10k i think but i would insist on getting a receipt from where you get the money so you have valid proof of where it came from.


----------



## Alcalaina (Aug 6, 2010)

€10k is the maximum you can take without having to declare it. You can take more if you declare it to Customs and have all the paperwork.

Cash controls - European commission

EDIT: sorry, this link is for if you are coming from outside the EU. I think the same applies though.


----------



## Eddie1875 (May 29, 2013)

Thanks guys,i was told it was only 6000,how sure are you that its 10,000?


----------



## StewartL (Sep 5, 2013)

The Spanish National Law for Cash Control is "Order EHA/1439/2006 of the Ministry of Economy and Treasury, which entered into force in February 2007, establishes the obligation to declare (i) cash movements of €10,000 of more when entering or leaving Spain in accordance with the EU Control of Cash Regulation, and (ii) cash movements of €100,000 or more within the Spanish territory. "

Monitoring of Cash Movements - International Law Office


----------



## Horlics (Sep 27, 2011)

As much as you like as long as it isn't stolen. 



Eddie1875 said:


> can i legally take out of Spain.


----------



## Eddie1875 (May 29, 2013)

Horlics said:


> As much as you like as long as it isn't stolen.
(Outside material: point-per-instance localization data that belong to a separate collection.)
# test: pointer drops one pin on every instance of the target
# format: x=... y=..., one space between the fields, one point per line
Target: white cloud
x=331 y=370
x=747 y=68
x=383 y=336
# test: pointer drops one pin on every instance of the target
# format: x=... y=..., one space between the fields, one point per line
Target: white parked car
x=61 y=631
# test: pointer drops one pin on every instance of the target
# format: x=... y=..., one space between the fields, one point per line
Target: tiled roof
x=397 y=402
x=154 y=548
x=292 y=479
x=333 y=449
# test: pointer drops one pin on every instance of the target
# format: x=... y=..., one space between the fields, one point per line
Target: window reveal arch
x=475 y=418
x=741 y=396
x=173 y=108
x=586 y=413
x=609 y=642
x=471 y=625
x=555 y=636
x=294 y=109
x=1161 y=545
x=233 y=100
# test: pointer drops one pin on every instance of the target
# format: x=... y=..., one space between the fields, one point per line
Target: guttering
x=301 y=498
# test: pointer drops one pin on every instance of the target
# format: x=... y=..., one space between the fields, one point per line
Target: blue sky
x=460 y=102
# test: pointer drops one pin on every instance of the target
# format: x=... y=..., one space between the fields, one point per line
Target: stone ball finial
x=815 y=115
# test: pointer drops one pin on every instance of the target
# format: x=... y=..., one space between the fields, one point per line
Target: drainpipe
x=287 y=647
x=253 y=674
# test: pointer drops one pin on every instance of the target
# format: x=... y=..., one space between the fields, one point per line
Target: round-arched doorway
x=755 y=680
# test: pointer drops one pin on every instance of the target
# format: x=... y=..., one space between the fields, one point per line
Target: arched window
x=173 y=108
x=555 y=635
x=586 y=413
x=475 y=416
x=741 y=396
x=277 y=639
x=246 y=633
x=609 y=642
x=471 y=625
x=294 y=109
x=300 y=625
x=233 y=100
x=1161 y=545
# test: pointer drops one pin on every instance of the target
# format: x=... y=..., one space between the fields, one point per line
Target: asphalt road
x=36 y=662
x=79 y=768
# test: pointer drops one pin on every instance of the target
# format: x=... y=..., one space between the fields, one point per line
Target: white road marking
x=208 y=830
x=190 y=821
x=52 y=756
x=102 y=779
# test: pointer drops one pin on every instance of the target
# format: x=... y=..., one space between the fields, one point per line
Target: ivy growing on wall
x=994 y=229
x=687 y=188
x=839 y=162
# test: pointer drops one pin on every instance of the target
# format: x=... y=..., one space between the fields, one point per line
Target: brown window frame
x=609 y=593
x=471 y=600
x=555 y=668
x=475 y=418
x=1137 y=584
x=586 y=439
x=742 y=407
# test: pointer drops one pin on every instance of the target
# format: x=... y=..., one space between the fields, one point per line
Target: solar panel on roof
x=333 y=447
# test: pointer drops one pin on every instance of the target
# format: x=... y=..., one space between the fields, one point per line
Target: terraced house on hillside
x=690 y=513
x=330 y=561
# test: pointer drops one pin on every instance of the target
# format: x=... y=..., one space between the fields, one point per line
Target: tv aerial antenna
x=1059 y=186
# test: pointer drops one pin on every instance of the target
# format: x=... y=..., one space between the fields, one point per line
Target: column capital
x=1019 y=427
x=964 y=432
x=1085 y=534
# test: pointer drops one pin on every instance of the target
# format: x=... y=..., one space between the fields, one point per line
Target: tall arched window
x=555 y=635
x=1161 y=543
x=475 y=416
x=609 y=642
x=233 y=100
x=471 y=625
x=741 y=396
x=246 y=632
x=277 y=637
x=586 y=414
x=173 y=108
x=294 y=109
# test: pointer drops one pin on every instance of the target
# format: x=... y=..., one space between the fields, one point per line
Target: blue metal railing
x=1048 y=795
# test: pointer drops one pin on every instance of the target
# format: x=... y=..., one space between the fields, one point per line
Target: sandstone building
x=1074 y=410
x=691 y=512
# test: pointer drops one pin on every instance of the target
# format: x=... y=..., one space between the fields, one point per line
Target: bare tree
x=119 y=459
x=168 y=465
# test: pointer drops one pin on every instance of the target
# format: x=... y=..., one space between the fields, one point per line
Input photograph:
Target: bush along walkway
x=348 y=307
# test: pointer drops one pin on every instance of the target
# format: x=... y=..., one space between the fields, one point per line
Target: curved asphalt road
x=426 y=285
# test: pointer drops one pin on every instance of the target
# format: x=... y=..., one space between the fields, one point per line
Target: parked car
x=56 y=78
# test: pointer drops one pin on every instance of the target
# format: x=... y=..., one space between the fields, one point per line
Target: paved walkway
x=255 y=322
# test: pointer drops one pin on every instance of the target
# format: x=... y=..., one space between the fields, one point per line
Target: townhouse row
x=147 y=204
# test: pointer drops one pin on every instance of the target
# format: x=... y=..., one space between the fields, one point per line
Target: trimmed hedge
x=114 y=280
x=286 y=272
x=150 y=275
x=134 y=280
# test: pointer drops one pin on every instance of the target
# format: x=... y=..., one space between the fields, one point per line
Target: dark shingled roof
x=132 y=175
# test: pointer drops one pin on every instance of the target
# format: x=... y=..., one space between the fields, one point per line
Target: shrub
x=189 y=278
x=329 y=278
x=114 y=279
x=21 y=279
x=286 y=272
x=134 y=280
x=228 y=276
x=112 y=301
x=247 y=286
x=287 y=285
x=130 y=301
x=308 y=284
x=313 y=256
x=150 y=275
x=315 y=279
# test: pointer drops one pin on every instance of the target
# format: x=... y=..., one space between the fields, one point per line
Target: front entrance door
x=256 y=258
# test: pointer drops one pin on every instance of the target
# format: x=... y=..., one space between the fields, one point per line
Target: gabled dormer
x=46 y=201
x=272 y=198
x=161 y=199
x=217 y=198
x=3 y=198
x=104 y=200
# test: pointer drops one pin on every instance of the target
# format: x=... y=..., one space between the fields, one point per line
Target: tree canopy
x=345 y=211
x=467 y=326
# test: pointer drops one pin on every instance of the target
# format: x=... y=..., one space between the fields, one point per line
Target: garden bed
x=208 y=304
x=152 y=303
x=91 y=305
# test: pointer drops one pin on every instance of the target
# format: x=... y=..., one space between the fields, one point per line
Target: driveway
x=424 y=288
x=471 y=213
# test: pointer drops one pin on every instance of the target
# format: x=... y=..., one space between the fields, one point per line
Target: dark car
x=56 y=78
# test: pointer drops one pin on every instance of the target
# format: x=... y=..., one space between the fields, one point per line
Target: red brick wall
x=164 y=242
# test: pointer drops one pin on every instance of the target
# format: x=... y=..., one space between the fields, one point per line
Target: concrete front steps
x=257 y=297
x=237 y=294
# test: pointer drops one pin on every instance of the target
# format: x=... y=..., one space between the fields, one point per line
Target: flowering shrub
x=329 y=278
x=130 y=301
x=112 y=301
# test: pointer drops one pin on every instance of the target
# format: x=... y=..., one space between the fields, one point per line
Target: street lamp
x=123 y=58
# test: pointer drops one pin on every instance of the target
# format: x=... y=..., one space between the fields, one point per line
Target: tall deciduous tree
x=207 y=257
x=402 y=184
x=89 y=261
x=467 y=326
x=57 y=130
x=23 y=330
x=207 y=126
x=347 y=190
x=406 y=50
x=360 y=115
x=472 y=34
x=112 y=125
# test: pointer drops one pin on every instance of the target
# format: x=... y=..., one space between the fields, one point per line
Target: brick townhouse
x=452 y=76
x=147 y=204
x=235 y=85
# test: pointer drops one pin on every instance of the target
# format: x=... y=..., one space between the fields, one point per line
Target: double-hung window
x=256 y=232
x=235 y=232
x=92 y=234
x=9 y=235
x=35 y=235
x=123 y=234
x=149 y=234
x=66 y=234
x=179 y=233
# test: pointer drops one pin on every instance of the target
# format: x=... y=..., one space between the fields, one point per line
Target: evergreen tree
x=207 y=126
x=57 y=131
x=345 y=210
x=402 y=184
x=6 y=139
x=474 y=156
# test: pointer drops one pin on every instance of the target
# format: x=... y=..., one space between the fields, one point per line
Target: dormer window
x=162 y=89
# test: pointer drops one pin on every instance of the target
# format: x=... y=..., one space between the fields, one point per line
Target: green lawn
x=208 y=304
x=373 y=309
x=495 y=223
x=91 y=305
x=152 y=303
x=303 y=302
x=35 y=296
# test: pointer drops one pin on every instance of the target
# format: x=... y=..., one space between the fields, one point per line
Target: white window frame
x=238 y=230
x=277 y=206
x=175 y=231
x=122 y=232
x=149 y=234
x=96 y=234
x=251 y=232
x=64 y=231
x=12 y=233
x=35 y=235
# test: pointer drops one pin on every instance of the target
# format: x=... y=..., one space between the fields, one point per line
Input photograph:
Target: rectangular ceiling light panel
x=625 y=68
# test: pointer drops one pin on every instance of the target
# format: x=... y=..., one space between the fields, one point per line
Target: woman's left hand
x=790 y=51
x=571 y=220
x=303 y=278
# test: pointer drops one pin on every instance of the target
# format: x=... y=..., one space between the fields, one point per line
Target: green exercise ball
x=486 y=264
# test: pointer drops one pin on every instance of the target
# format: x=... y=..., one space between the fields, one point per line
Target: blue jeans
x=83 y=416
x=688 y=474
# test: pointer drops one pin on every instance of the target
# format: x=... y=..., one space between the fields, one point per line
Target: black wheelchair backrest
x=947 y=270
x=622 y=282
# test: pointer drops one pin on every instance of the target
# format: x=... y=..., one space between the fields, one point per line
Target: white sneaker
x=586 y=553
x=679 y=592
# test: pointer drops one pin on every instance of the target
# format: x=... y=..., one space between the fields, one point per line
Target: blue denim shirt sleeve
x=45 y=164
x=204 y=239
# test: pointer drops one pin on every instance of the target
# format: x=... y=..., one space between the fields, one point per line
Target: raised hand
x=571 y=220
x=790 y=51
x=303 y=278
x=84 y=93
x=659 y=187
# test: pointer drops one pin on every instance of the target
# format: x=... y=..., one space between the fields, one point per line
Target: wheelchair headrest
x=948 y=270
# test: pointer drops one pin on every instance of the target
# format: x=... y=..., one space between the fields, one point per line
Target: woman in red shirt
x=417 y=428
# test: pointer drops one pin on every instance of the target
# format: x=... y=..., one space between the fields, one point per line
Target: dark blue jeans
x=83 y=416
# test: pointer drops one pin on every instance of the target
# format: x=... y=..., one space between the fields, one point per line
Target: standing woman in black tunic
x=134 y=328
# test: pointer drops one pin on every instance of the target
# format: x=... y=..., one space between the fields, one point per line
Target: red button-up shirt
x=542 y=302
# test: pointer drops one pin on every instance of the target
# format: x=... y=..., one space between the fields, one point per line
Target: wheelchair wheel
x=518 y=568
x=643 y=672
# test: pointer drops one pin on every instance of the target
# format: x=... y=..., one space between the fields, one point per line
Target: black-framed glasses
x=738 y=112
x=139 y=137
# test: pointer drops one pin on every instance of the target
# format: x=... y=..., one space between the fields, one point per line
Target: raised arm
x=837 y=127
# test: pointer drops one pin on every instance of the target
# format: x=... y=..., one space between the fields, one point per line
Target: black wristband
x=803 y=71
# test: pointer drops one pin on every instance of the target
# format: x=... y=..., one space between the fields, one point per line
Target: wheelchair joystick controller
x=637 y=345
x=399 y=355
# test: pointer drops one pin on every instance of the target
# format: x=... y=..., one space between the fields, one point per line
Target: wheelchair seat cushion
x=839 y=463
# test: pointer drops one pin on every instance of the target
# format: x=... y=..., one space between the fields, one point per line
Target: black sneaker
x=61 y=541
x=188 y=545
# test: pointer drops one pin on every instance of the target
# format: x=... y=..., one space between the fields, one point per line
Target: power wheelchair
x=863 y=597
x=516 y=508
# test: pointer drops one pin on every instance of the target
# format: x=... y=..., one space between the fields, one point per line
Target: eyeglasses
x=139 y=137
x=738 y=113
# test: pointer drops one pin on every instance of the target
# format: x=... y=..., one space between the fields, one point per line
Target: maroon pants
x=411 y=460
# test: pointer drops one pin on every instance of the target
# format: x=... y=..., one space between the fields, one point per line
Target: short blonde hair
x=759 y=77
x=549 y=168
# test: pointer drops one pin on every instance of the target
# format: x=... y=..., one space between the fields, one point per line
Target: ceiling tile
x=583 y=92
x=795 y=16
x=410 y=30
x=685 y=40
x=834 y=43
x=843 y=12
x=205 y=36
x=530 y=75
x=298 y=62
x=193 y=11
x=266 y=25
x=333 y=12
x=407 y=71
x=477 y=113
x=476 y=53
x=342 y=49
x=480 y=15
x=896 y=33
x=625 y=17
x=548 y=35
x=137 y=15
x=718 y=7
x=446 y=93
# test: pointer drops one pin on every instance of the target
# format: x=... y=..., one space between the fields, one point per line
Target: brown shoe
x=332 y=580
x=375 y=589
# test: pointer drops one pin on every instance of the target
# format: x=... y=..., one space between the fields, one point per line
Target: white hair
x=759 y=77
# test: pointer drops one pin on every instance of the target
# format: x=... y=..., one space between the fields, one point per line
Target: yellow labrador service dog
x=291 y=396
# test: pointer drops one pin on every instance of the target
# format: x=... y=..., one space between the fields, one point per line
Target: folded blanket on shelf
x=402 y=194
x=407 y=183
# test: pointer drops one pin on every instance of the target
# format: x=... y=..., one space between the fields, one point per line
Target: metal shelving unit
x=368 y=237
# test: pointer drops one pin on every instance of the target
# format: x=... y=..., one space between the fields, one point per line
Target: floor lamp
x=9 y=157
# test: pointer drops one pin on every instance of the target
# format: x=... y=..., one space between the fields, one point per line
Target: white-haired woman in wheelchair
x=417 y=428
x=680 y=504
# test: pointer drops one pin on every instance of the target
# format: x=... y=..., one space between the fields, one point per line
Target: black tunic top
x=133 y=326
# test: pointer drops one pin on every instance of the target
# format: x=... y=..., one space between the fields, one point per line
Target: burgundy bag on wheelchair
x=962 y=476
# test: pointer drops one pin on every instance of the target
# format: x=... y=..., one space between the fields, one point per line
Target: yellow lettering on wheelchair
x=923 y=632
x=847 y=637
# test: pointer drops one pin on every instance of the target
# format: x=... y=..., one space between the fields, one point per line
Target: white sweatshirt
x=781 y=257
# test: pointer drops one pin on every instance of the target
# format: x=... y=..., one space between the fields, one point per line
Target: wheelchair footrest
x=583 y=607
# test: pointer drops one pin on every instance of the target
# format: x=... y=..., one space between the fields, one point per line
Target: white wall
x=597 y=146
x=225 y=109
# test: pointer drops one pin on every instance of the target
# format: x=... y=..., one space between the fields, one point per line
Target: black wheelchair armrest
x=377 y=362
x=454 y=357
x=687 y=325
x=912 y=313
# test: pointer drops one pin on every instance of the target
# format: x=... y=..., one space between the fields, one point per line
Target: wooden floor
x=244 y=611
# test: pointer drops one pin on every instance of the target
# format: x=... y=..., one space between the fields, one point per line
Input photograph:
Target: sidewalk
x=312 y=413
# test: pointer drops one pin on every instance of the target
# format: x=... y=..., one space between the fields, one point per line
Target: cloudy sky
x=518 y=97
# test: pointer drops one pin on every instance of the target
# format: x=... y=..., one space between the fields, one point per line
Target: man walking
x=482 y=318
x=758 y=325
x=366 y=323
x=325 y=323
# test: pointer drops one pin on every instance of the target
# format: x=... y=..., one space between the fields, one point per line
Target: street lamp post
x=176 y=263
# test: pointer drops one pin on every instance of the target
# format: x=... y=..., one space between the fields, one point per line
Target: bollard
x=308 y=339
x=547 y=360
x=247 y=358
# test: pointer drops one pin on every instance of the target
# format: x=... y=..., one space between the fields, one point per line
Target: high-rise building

Haha horlics,it's not stolen,i have a spare 30,000 that i want to move to uk,my bank here BBVA keep moving it and then when i try to access it it takes them ages to find it,even told me once that my account was empty, then i found out that they can move money to high interest accounts if it's just lying there.


----------



## extranjero (Nov 16, 2012)

Oh to have a SPARE 30,000 euros!


----------



## liverpool_expat (Jul 11, 2014)

You can take whatever you want. 10k is the maximum without having to declare. Hope it helps.


----------



## Horlics (Sep 27, 2011)

Heck, I wish my bank had done that. Or mobile companies switching you to the most appropriate tariff. That would be good customer service. Now there's a concept!



Eddie1875 said:


> Haha horlics,it's not stolen,i have a spare 30,000 that i want to move to uk,my bank here BBVA keep moving it and then when i try to access it it takes them ages to find it,even told me once that my account was empty, then i found out that they can move money to high interest accounts if it's just lying there.


----------



## Horlics (Sep 27, 2011)

Are we talking about walking through border control while carrying cash, or transferring electronically?

If the latter, I recently moved a whole lot more than 10k from UK to Spain without any questions asked by the banking systems on either side.



liverpool_expat said:


> You can take whatever you want. 10k is the maximum without having to declare. Hope it helps.


----------



## StewartL (Sep 5, 2013)

The 10K limit prior to needed to make a declaration is for carrying cash through boarder control.

For electronic fund transfers bank to bank there is no actual limits.


----------